TfL Hackday – The Data Challenge
I recently got involved in a Hackday that energised both me and room full of very clever people.
The power of what can be achieved through collaboration, creativity and the latest in cloud technology to enable, rather than inhibit, was a great thing to experience. Let me start at the beginning, the challenge…
“Can you persist data being sent every 1/4s by 12,000 sensors scattered across London?”
This was a question that was asked to us by Transport for London (TfL) back in August 2015. At the time, TfL were investigating the use of Amazon Web Services (AWS) as a possible candidate to host a replacement to their Traffic Data Enquiry System (TDES). Cloudreach was brought in to build a proof of concept (PoC) system to demonstrate that a cloud based system could be a good base to build upon for future requirements, giving the particular benefits of flexibility and scale.
What is TDES?
TDES is the system that is responsible for collecting and making the data from those 12,000 sensors available for analysis. The sensors themselves are simple magnetometers placed under the road that have been configured to periodically check whether a metallic object is present. This results in a stream of 1s and 0s that represents the traffic flow on a given road.
Each sensor sends this stream to the traffic junction that it is attached to. The data is then aggregated for all sensors into 5 minutes batch files. These are finally dispatched to TDES for long term persistence.
Building a Cloud based replacement for TDES
Our cloud based PoC makes use of various AWS services such as Lambda, DynamoDB, S3 and Redshift to provide the data in an unstructured (raw text files) and structured (SQL interface) format. We maximised the use of AWS Platform as a Service (PaaS) offerings to minimise operational cost and improve integration between all infrastructure components.
The result was a system that could ingest incoming 5 minute batch files and make the content available for analysis in less than 40s. This was a big improvement over the existing solution that took almost half a day.
With access to the TDES data made easy thanks to the cloud, this was the first time that TfL could make this untapped source available to third parties.
A Traffic Data Hackday was held on the 6th of April at the AWS offices in London.
We were kindly invited to assist during the day having worked on the PoC. This was also an opportunity for us to revisit the system that we had built, the data it had generated and investigate new ways to improve it in the future. One of the unsolved challenges that we’d faced during the PoC was how to load large batches of historical data. Assisted by some talented data scientists, engineers and AWS solution architects, our team set out to tackle this problem using the power of AWS’s Elastic MapReduce (EMR) service.
Improving the original PoC
The PoC system is ideal as a live system ingesting real time data. However, it was not designed to handle a large set of historical data because of how the sensor data is stored.
As seen above, each row in the file represents the output from a single junction (blue box) that can have up to 8 sensors attached to it (red box). During the PoC, TfL had asked us if we could transform the magnetometer data from a series of 1s and 0s to a single event containing the vehicle headway (# of consecutive 0s) and its length (# of consecutive 1s).
This operation was performed using an AWS Lambda function which parses the raw data input file and outputs a comma separated values file containing the sensor ID, timestamp, headway and length. However, the way the AWS Lambda function was designed meant that data files had to be processed sequentially, as you needed to keep track of ongoing events between two consecutive 5 minute batch files.
This worked well for the live system but not so much for historical data batches.
Transforming the data in new and wonderful ways
Instead of transforming the raw data to headway/length on the fly using Lambda, our team used EMR to allow us to process multiple sensor data batch files in parallel, rather than the PoC’s sequential workflow. This was achieved by changing the ETL process to:
- For each 5 minute raw batch data file, generate a file per sensor that contains the continuous stream of 1s and 0s only for that sensor over those 5 minutes.
- Concatenate all 5 minutes files for a single sensor and sort the rows by timestamp.

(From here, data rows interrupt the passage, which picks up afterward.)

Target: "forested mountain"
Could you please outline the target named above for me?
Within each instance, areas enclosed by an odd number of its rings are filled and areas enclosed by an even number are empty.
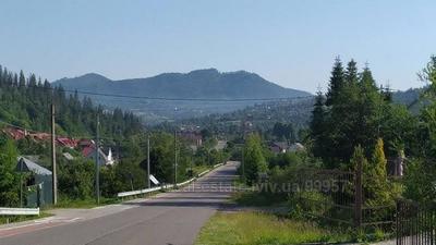
[[[202,117],[228,112],[253,106],[266,98],[294,98],[310,96],[308,93],[284,88],[270,83],[255,73],[245,71],[220,73],[215,69],[197,70],[190,73],[165,73],[148,78],[111,81],[98,74],[86,74],[55,82],[69,90],[84,90],[99,94],[129,95],[132,97],[175,98],[135,99],[93,96],[96,101],[145,114],[146,121]],[[206,100],[185,100],[186,98]],[[210,100],[239,101],[210,101]],[[266,100],[265,100],[266,101]],[[261,100],[262,102],[262,100]]]
[[[272,130],[276,122],[291,123],[295,130],[307,126],[314,97],[257,103],[232,112],[180,120],[181,126],[199,126],[215,134],[234,135],[243,131],[244,123],[255,131]],[[246,128],[249,130],[249,128]]]
[[[60,86],[47,81],[28,77],[0,66],[0,120],[38,132],[50,131],[50,107],[56,105],[58,134],[90,136],[95,134],[97,114],[101,133],[106,136],[129,135],[142,128],[140,118],[120,109],[104,110],[90,98],[80,99],[77,94],[68,94]],[[0,123],[1,125],[1,123]]]

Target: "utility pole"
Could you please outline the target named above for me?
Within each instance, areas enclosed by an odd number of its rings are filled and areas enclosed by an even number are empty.
[[[58,204],[58,176],[56,171],[56,123],[55,123],[55,103],[51,103],[51,184],[53,192],[53,205]]]
[[[147,135],[147,187],[150,188],[152,184],[150,184],[150,180],[149,180],[149,135]]]
[[[174,187],[177,187],[177,131],[174,131]]]
[[[97,112],[97,126],[96,126],[96,143],[95,143],[95,147],[96,147],[96,200],[97,200],[97,205],[100,204],[100,162],[99,162],[99,144],[98,142],[99,139],[99,127],[100,127],[100,118],[99,114]]]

- Run each concatenated sensor file through the same “1s and 0s stream to headway/length” transformation code that was used by the Lambda. This time, we no longer need to keep track of ongoing events between files as we now have the full continuous stream for each sensor.

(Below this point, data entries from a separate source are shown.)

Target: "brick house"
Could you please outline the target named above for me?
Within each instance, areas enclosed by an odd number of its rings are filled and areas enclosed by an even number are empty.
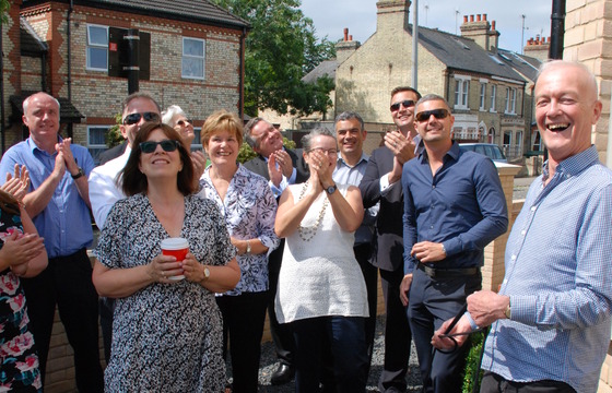
[[[9,16],[3,151],[27,136],[21,103],[39,90],[60,99],[63,135],[94,158],[104,151],[128,95],[128,80],[117,76],[121,41],[114,38],[127,29],[140,35],[139,90],[162,108],[179,105],[197,128],[216,109],[242,114],[249,25],[207,0],[13,0]]]

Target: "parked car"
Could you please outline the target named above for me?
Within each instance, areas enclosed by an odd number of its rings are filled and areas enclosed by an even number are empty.
[[[484,154],[495,163],[508,162],[499,146],[493,143],[459,143],[459,148],[461,148],[462,152],[470,151]]]

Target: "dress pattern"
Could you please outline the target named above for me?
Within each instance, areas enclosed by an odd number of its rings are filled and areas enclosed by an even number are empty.
[[[202,191],[199,195],[216,203],[225,216],[229,235],[237,239],[258,238],[268,247],[268,253],[281,242],[274,234],[276,218],[276,200],[268,186],[268,181],[243,165],[232,178],[225,200],[222,201],[210,178],[210,166],[200,179]],[[237,296],[244,291],[256,293],[268,290],[268,255],[243,254],[236,257],[240,266],[240,282],[236,288],[224,295]]]
[[[12,233],[23,233],[21,218],[0,210],[0,249]],[[38,355],[23,286],[10,269],[0,273],[0,392],[42,392]]]
[[[185,196],[180,236],[203,264],[225,265],[235,255],[212,201]],[[110,210],[96,255],[109,269],[144,265],[167,237],[149,199],[130,196]],[[222,319],[213,293],[184,279],[117,299],[106,392],[219,393],[224,386]]]

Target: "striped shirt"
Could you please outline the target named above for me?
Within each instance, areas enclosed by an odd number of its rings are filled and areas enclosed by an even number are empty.
[[[506,246],[501,294],[511,320],[486,340],[483,369],[506,380],[564,381],[596,392],[610,344],[612,171],[595,146],[530,187]]]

The result is the ability to process a month’s worth of all sensor data in less than 1h. That is about 8,928 number of 5 minute batch files containing approximately 226,200 junction data points each!
What does this all mean?
It is important to highlight the opportunities that a public cloud vendor such as AWS offers when tackling big data problems.
The challenges have evolved. When once we were asking “can we store this data?”, now we’re asking how we can drive new value from our easily accessible data.
Instead of asking, “how many months/pounds is it going to take before we can process the data?”, now we are wondering what insights we can gain from this quicker, cheaper processing of large datasets, that will make our decision making more effective.